The researchers also tested the NMP tool on five kinds of cells in mice of different ages with injured muscle tissue as it underwent repair. The NMP was found to track closely with changing levels of senescent and nonsenescent mesenchymal stem cells, muscle stem cells, endothelial cells, and immune cells in young, adult, and geriatric mice. For example, use of the NMP was able to confirm that senescent muscle stem cells were absent in control mice that were not injured, but present in large numbers in injured mice immediately after muscle injury (when they help initiate repair), with gradual loss as the tissue regenerated.
Final testing showed that the NMP could successfully distinguish between healthy and senescent cartilage cells, which were 10 times more prevalent in geriatric mice with osteoarthritis than in younger, healthy mice. Osteoarthritis is known to progressively worsen with age.
“Our study demonstrates that specific nuclear morphometrics can serve as a reliable tool for identifying and tracking senescent cells, which we believe is key to future research and understanding of tissue regeneration, aging, and progressive disease,” said study senior investigator Michael Wosczyna, PhD. Wosczyna is an assistant professor in the Department of Orthopedic Surgery at the NYU Grossman School of Medicine.
Wosczyna says his team’s study confirms the NMP’s broad application for study of senescent cells across all ages and differing tissue types, and in a variety of diseases.
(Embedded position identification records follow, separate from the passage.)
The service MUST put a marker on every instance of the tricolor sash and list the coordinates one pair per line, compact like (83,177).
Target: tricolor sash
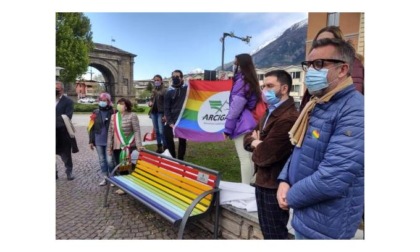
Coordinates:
(124,140)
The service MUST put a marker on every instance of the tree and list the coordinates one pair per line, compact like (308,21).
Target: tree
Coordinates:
(73,44)
(149,87)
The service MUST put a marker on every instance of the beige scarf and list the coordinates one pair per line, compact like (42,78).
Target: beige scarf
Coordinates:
(297,133)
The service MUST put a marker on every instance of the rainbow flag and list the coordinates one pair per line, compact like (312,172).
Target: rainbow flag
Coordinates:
(203,116)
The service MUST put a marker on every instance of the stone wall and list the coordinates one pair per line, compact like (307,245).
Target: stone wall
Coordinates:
(235,224)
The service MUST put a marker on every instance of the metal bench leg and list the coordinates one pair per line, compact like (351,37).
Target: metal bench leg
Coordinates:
(216,223)
(108,186)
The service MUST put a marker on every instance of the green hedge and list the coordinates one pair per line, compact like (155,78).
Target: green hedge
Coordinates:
(83,107)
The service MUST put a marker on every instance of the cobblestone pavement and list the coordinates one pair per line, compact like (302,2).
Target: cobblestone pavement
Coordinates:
(79,205)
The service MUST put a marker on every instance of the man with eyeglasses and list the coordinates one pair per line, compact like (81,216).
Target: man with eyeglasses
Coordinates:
(173,102)
(323,180)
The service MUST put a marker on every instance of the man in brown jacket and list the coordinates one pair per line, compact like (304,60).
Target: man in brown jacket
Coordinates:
(271,148)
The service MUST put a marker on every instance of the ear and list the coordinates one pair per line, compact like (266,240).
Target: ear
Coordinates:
(344,69)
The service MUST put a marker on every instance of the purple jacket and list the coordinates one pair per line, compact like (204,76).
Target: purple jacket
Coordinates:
(239,119)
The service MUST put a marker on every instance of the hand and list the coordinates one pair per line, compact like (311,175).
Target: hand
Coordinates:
(226,136)
(256,134)
(281,195)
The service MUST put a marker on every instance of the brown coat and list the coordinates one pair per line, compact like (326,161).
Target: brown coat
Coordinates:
(270,156)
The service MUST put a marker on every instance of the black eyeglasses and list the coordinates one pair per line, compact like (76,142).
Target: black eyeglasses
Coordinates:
(318,63)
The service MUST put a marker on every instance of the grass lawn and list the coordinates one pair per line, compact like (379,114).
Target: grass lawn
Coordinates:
(219,156)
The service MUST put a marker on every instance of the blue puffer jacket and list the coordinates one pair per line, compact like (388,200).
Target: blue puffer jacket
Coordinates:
(326,174)
(239,119)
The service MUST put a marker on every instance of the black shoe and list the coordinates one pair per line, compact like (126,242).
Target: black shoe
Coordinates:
(70,177)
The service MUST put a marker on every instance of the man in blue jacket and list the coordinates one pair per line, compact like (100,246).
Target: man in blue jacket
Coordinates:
(173,102)
(323,180)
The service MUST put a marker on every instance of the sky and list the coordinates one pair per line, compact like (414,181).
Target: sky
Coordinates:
(28,64)
(190,42)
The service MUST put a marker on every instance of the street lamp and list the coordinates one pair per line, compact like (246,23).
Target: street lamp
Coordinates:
(222,39)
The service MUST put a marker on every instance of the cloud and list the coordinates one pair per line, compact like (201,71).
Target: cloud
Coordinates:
(196,71)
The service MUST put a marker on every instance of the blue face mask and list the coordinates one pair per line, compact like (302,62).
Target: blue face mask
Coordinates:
(316,80)
(269,97)
(176,80)
(102,104)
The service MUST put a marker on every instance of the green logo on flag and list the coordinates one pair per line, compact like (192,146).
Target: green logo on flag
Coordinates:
(217,105)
He says the team plans further experiments to examine use of the NMP in human tissues, as well as combining the NMP with other biomarker tools for examining senescence and its various roles in wound repair, aging, and disease.
The researchers say their ultimate goal for the NMP, for which NYU has filed a patent application, is to use it to develop treatments that prevent or reverse negative effects of senescence on human health.
“Our testing platform offers a rigorous method to more easily than before study senescent cells and to test the efficacy of therapeutics, such as senolytics, in targeting these cells in different tissues and pathologies,” said Wosczyna, who plans to make the NMP freely available to other researchers.
“Existing methods to identify senescent cells are difficult to use, making them less reliable than the nuclear morphometric pipeline, or NMP, which relies on a more commonly used stain for the nucleus,” said study co-lead investigator Sahil Mapkar, BS, Mapkar is a doctoral candidate at the NYU Tandon School of Engineering.
Funding for the study was provided by National Institutes of Health grant R01AG053438 and the Department of Orthopedic Surgery at NYU Langone.
Besides Wosczyna and Makpar, NYU Langone researchers involved in this study are co-lead investigators Sarah Bliss, and Edgar Perez Carbajal, and study co-investigators Sean Murray, Zhiru Li, Anna Wilson, Vikrant Piprode, Youjin Lee, Thorsten Kirsch, Katerina Petroff, and Fengyuan Liu.